2009-01-05 23:27:28 | サッカー
本日は駒沢にて、選手権準々決勝2試合を観戦してまいりました。

第1試合は関東の雄としての存在感を確実に高めている前橋育英と、田邉草民を擁する
国学院久我山の対戦。第2試合は全国的な強豪同士であり、また名指導者同士の対戦でもある
広島皆実-四日市中央工。両試合とも魅力的なカードであり、僕は楽しみにしておりました。

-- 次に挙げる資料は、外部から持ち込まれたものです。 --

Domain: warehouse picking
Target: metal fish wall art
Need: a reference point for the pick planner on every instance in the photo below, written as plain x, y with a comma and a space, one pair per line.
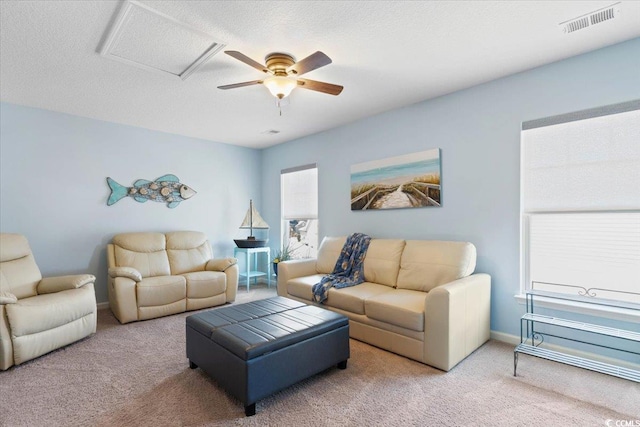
166, 189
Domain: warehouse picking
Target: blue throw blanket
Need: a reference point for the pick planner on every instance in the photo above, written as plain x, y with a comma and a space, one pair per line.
349, 269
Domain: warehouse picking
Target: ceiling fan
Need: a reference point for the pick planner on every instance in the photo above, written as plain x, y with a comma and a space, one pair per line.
283, 73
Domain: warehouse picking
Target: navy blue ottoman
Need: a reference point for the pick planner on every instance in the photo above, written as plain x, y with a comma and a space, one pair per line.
255, 349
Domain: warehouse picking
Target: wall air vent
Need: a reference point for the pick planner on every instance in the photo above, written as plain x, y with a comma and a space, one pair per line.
593, 18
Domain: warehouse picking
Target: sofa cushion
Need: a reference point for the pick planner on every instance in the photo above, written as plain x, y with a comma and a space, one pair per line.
426, 264
352, 298
203, 284
301, 287
188, 251
382, 262
21, 274
161, 290
328, 254
49, 311
400, 307
146, 252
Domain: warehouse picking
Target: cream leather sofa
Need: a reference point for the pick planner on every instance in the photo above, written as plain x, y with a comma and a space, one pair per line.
154, 274
39, 315
420, 298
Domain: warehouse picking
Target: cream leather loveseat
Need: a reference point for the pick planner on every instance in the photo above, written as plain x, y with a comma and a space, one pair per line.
420, 298
39, 315
154, 274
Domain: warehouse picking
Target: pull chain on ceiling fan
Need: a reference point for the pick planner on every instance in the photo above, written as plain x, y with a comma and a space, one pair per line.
283, 73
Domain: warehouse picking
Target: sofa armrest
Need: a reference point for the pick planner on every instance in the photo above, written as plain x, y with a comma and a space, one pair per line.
49, 285
7, 298
457, 320
220, 264
292, 269
128, 272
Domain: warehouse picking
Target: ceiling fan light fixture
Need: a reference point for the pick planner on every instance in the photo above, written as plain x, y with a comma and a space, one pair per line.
280, 86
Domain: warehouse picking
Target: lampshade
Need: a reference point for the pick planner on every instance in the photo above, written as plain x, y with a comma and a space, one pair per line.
280, 86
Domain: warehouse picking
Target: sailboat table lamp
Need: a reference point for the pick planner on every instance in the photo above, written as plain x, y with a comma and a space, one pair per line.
252, 220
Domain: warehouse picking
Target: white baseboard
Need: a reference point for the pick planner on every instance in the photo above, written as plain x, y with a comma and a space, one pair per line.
515, 340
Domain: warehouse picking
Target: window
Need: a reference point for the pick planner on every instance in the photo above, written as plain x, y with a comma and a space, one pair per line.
580, 203
299, 195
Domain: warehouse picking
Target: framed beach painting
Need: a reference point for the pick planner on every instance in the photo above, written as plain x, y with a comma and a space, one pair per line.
408, 181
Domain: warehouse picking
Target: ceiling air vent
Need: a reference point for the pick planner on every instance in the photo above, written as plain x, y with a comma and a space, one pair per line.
590, 19
146, 38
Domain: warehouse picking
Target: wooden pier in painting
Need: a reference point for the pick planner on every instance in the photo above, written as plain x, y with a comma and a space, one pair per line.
410, 194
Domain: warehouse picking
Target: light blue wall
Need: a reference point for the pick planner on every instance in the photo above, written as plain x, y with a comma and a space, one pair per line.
53, 170
478, 131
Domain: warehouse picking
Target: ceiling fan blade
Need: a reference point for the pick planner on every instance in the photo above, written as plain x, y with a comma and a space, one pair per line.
310, 63
235, 85
323, 87
244, 58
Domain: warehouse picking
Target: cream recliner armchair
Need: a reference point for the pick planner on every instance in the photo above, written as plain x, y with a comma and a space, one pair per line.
158, 274
39, 315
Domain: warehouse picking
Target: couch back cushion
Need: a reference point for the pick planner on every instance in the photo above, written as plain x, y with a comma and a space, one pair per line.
426, 264
328, 253
19, 273
146, 252
188, 251
382, 261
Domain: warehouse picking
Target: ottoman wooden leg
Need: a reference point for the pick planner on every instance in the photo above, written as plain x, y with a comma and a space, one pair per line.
250, 410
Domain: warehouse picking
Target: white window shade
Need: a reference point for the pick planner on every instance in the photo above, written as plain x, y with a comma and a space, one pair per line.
299, 189
592, 254
583, 165
580, 203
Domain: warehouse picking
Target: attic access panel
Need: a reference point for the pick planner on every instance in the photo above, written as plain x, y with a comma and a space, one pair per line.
146, 38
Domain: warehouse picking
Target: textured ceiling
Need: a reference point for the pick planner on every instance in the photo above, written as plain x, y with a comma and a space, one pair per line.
386, 54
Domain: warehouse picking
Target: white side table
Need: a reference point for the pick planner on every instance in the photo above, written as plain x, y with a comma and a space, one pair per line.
249, 273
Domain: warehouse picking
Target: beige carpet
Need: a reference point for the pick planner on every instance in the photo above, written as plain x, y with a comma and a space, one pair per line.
138, 375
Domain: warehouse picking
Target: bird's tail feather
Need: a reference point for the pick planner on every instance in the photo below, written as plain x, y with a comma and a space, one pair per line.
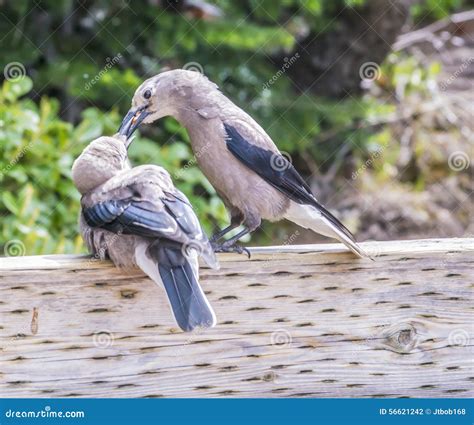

いきなりスコアを記しますが、前育1-0久我山、四中工0-2皆実。前育、皆実の勝利という
この結果は、2試合とも正当なものでした。強いて言えば、前育、皆実とももっとゴールを
あげておかしくなかったというところでしょうか。特に前育は。

田邉がいることもあり、僕はどちらかというと久我山視点で見ていましたが、もう明らかに
前育の方が強かった。寄せの速さ、展開の速さ、当たりの強さ、チームとしての連動性、
全てにおいて前育が一枚上でした。前半から何度前育は決定的な場面を作っていたことでしょうか。
久我山寄りの視点で当初はいましたが、さすがにあれだけ前育の決定機を見せられると、
考え方は変わりましたよ。「この試合は前育が勝つべきだ」と。サッカーのセオリーとして、
決定機を何度も逃していればそのうち流れが変わるものですが、この試合に関しては
それはないだろうなという気がしていましたね。前育のゴールの際も、これは全くもって
今日の前育に対する正当な報酬だと思いましたから。僕は前述のとおり久我山を応援する気で
いたのですが、この試合に関しては完全に前育が勝つべき内容でした。久我山が悪かったのではなく、
前育が良かったのですよ。前育のサッカーを称えるべき試合だと思います。

2試合目に関しては、1試合目以上に驚きを感じました。個人的な話ですが僕にとって四中工は、
数ある高校サッカーの名門校の中でも敬意を払う存在なんですね。僕が全国高校サッカー選手権という
大会の存在を知ってから30年ちょっとの月日がたちますが、四中工はその間ずっと強豪であり続けた。
また野洲が優勝した年に四中工は野洲と対戦したのですが、僕はこのような内容を記したものでした。
僕は皆実についても2回戦の徳島商との試合を観戦しており、皆実の能力も知っているつもりでしたが、
それでも四中工に期待する意識が強かったのです。なおちなみに僕は40代前半です(笑)。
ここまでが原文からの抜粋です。